- In office: 1587–1608
- Predecessor: Françoise de la Douve
- Successor: Maria de Taye

Personal details
- Died: 6 November 1608
- Buried: Forest Abbey

= Adrienne du Petit-Cambrai =

Adrienne du Petit-Cambrai (died 1608) was the 24th abbess of Forest Abbey.

==Life==
The daughter of Françoise de Gavre of Liedekerke and of Antoine du Petit-Cambrai, lord of Huval, Adrienne du Petit-Cambrai was appointed abbess of Forest Abbey by royal letters patent, and was installed 27 September 1587. The monastery had been devastated during the early decades of the Dutch Revolt, and was rebuilt under her leadership.

Both the Abbey of Forest and the parish church of Dilbeek claimed to possess the remains of Saint Alena, a situation which Mathias Hovius, Archbishop of Mechelen, regarded as problematic. On 25 September 1600 the reliquary of St Alena was opened and the contents inspected by Pierre Vinck, dean of Brussels.

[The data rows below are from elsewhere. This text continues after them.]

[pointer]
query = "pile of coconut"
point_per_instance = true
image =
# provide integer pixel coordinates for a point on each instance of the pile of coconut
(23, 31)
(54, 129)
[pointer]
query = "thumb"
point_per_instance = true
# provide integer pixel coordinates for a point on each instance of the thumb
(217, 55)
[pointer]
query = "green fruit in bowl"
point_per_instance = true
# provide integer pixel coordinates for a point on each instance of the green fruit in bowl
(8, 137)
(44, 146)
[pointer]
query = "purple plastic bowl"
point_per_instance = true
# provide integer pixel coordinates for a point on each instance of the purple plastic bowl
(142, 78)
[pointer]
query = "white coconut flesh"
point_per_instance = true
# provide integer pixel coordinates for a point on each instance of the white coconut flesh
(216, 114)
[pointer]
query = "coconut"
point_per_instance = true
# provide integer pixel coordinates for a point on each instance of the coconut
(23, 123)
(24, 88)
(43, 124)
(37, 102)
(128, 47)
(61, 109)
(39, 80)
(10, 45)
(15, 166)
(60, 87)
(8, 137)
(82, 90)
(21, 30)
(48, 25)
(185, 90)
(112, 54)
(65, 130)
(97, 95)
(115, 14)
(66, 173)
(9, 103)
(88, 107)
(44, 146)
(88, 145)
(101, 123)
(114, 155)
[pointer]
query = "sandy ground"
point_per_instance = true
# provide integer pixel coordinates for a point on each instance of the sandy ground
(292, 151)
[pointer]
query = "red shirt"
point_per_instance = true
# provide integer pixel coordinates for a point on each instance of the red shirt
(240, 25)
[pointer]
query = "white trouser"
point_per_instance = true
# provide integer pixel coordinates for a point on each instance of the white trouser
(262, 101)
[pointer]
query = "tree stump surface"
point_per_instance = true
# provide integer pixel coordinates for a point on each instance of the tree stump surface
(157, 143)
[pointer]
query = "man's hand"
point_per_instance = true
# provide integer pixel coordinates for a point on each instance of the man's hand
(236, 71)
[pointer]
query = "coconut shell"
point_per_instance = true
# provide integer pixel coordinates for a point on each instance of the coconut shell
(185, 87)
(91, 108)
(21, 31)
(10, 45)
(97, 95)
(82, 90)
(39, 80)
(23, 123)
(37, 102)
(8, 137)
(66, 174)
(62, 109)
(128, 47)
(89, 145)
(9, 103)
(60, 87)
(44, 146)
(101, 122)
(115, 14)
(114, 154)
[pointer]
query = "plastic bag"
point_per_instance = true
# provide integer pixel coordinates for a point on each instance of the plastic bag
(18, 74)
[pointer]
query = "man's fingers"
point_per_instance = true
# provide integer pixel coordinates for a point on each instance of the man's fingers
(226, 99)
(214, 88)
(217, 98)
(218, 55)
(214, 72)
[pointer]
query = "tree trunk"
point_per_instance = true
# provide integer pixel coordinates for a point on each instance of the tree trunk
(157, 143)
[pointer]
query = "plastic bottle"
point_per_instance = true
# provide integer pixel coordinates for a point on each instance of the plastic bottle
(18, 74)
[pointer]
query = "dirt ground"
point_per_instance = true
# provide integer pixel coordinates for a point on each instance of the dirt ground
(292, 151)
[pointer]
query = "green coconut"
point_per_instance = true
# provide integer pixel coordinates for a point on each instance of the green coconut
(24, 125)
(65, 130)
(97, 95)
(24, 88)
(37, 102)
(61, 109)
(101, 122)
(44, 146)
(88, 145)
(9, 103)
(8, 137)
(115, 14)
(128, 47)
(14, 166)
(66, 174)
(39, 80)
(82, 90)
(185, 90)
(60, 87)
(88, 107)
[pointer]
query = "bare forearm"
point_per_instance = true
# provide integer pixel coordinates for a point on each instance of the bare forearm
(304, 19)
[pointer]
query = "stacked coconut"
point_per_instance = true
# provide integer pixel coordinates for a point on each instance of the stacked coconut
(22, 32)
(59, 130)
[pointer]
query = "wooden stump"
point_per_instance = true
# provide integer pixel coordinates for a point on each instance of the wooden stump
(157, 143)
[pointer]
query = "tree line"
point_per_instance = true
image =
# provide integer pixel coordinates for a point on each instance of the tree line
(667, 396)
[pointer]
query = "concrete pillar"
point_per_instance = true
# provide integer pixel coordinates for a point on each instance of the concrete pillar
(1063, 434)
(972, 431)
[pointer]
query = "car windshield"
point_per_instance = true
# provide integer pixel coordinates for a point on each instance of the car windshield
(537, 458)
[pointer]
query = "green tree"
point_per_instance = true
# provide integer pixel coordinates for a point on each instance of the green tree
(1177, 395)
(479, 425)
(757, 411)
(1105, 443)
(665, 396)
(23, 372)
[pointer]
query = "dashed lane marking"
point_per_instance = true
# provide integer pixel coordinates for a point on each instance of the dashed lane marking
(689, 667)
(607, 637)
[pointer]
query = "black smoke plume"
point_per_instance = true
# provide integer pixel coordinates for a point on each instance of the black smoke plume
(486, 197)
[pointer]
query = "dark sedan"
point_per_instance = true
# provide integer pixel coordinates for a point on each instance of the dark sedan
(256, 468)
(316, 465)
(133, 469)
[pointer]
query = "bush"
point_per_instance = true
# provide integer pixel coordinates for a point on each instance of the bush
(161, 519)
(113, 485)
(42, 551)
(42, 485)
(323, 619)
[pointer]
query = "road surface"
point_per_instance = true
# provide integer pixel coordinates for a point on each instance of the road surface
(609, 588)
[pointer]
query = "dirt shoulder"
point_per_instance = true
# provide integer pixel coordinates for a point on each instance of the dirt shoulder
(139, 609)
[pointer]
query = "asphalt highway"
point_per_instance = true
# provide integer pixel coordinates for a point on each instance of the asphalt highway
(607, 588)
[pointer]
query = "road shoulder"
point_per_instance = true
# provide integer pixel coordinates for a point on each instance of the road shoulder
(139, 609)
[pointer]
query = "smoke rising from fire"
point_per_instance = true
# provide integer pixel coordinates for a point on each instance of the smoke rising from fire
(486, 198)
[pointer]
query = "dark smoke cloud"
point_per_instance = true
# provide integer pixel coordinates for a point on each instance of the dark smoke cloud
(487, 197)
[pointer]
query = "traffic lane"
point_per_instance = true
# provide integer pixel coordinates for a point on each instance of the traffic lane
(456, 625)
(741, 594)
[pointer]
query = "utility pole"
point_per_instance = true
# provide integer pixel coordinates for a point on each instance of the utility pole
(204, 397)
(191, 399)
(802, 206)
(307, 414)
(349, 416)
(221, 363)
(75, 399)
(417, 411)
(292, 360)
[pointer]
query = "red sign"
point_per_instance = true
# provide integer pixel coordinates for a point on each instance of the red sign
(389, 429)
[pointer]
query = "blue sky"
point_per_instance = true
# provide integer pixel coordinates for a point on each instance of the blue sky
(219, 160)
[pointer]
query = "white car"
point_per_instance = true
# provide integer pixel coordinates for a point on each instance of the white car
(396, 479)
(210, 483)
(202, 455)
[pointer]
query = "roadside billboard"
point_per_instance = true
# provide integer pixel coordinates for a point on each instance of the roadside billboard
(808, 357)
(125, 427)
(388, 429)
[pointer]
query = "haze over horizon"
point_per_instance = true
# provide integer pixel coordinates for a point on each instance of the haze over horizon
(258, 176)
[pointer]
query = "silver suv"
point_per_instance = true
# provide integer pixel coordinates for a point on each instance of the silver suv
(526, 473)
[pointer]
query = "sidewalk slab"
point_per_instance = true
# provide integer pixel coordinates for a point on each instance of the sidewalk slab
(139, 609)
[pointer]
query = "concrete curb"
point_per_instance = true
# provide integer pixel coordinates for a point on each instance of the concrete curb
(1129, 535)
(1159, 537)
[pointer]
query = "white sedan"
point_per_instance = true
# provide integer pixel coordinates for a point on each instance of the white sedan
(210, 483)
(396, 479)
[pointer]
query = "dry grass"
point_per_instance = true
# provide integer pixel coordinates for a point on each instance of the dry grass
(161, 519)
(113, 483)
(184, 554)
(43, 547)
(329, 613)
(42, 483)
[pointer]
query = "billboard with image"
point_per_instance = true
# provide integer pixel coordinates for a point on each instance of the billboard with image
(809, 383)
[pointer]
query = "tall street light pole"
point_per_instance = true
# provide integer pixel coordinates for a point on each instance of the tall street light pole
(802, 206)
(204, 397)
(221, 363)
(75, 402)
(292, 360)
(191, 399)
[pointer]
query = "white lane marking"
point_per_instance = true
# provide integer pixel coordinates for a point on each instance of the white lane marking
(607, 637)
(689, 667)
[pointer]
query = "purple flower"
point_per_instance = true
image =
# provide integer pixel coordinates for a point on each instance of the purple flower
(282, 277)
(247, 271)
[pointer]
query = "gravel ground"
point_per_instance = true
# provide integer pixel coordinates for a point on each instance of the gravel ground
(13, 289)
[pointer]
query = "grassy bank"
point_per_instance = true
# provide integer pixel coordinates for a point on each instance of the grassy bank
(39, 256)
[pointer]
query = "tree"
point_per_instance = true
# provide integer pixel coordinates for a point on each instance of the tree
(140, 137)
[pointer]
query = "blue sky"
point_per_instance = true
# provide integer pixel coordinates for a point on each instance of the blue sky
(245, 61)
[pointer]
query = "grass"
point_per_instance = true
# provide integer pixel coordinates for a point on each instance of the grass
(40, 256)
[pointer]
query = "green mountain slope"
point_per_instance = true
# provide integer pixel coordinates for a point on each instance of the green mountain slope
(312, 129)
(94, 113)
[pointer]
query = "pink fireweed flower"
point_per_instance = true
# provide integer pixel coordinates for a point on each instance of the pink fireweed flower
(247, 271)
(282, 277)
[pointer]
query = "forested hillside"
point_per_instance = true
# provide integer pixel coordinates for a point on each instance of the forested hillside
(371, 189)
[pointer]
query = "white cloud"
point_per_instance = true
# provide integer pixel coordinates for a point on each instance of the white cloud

The abbess took the opportunity to remove four small bones from the spine and present them to the countesses of Berlaymont and Arenberg. On 14 February 1601, the archbishop issued letters patent authenticating the relics of St Alena in Forest, and ordering that henceforth nothing resembling human remains was to be carried in the procession of St Alena in Dilbeek, but instead a statue of the saint be used. On 24 June 1601 Abbess Adrienne had the relics in Forest carried in solemn procession.